Install Camel K on minikube

Install Camel K on minikube

In this tutorial we install Apache Camel K on minikube. Apache Camel K is a lightweight integration framework built from Apache Camel that runs natively on Kubernetes and is specifically designed for serverless and microservice architecture. You can follow the video or continue reading.

Prerequisites

Download and install camel-k cli

Download the camel-k cli binary for your Operating System from here. I am using version 1.2.0. You put the binary on your path.

Start the cluster

I am using the Docker driver for this Tutorial. I start minikube with this command:

minikube start --driver=docker

After a minute or so the cluster should be up and running. If minikube fails to start, see the drivers page for help setting up a compatible container or virtual-machine manager.

Add the registry addon to the minikube cluster.

minikube addons enable registry

Install camel-k

To install the camel-k operator type

kamel install

Test the installation with the command

kamel get
NAME    PHASE   KIT

You get an empty list of integrations. Let’s change this.

Deploy the sample code

Download the sample code from here and unzip it. Change to the unzipped directory.

Start activemq docker container

For testing we need a running Apache ActiveMQ instance. We use an existing docker image and start the container like this

    docker run -p 61616:61616 -p 8161:8161 rmohr/activemq

Access the admin console and login with de default user admin and password admin.

The sample code looks like this

    public class ActivemqTransacted extends RouteBuilder {

        @Override
        public void configure() {

            from("activemq:inqueue").throwException(IllegalArgumentException.class, "bad message");
            
        }

    }

We listen on a queue named inqueue for messages and throw immedietly an IllegalArgumentException. If we send a message to the inqueue the DefaultErrorHandler kicks in and the exception will be propagated back to the caller and the Exchange ends immediately. Let’s have a look on the application.properties file. Please replace the IP Adresse in the broker-url with your IP.

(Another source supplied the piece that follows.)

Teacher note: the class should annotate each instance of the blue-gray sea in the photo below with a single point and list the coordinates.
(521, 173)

    # transactionsautowired props
    camel.component.activemq.broker-url=tcp://192.168.0.129:61616
    camel.component.activemq.transacted=false

Now we deploy the camel-k integration with this command

    kamel run --dev --property-file src/main/resources/application.properties src/main/java/ch/dulce/ActivemqTransacted.java

The integration get’s built and deployed to our minikube instance. Access the admin console and login with de default user admin and password admin. Go to the Queues tab. We should see a queue named inqueue. Klick on the right side under Operations on Send To and send a test message. Enable Persistent Delivery like this

send message to queue

Click on the send button. We see the IllegalArgumentException thrown and the message get’s consumed (lost)! Now let’s enable the transacted attribute in the application.properties file.

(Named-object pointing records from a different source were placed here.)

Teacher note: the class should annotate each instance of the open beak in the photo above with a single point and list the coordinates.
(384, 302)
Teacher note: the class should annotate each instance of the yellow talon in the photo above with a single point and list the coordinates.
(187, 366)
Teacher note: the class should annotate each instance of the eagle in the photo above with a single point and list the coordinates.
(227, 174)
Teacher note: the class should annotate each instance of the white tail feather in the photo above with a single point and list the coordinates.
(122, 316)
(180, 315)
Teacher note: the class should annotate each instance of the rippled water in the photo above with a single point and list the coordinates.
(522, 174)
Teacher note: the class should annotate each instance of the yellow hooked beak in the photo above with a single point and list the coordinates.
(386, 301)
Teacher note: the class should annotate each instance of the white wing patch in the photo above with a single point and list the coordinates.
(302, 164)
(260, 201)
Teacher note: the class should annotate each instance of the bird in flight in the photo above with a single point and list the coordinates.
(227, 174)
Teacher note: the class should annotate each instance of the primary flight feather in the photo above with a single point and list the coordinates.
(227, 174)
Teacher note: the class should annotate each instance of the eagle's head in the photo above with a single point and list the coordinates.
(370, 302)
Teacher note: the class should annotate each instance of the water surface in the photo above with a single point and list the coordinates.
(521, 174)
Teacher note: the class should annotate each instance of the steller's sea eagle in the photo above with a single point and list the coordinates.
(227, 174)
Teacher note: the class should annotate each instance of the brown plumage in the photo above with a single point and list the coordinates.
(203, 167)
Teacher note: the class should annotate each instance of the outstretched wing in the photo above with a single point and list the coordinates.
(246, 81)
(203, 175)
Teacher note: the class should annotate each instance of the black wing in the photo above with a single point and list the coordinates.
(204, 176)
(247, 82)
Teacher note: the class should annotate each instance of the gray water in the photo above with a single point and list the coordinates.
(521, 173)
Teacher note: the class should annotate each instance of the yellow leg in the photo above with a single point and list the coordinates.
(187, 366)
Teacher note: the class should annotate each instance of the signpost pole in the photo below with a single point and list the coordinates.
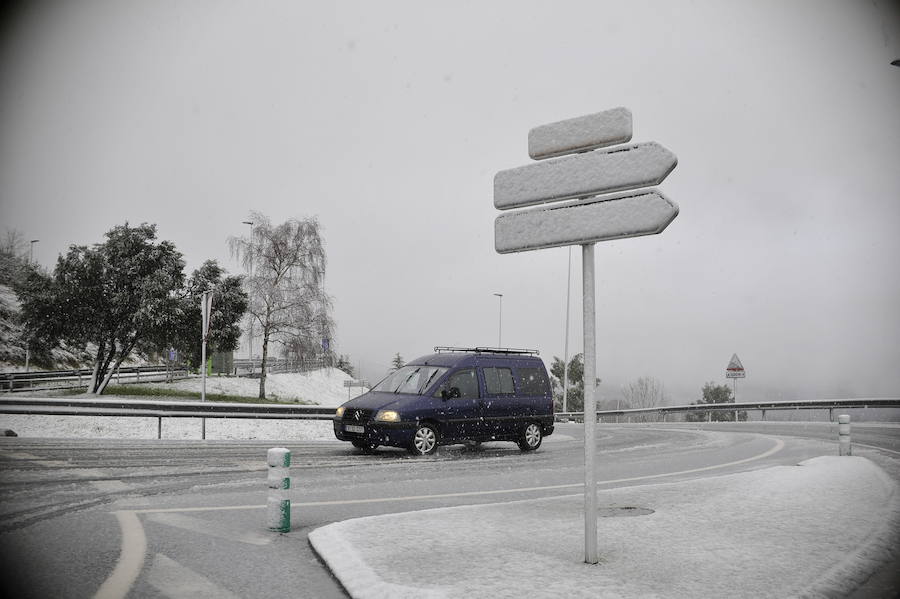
(734, 395)
(590, 405)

    # transactionsautowired props
    camel.component.activemq.broker-url=tcp://192.168.0.129:61616
    camel.component.activemq.transacted=true <- set to true

The integration should get redeployed automatically since we used the kamel --dev flag. Send another test message to the inqueue. This time the message is not lost because activemq rolls back the transaction on the IllegalArgumentException and redelivers the message until the activemq broker default redelivery times (6) is reached. Then the message will be sent to a Dead Letter Queue (DLQ).

message in DLQ

Type Ctrl-C in the window where you executed the kamel run command to undeploy the integration.

Summary

In this tutorial we installed camel-k on minikube. And made some test wit a simple integration using activemq with transactions.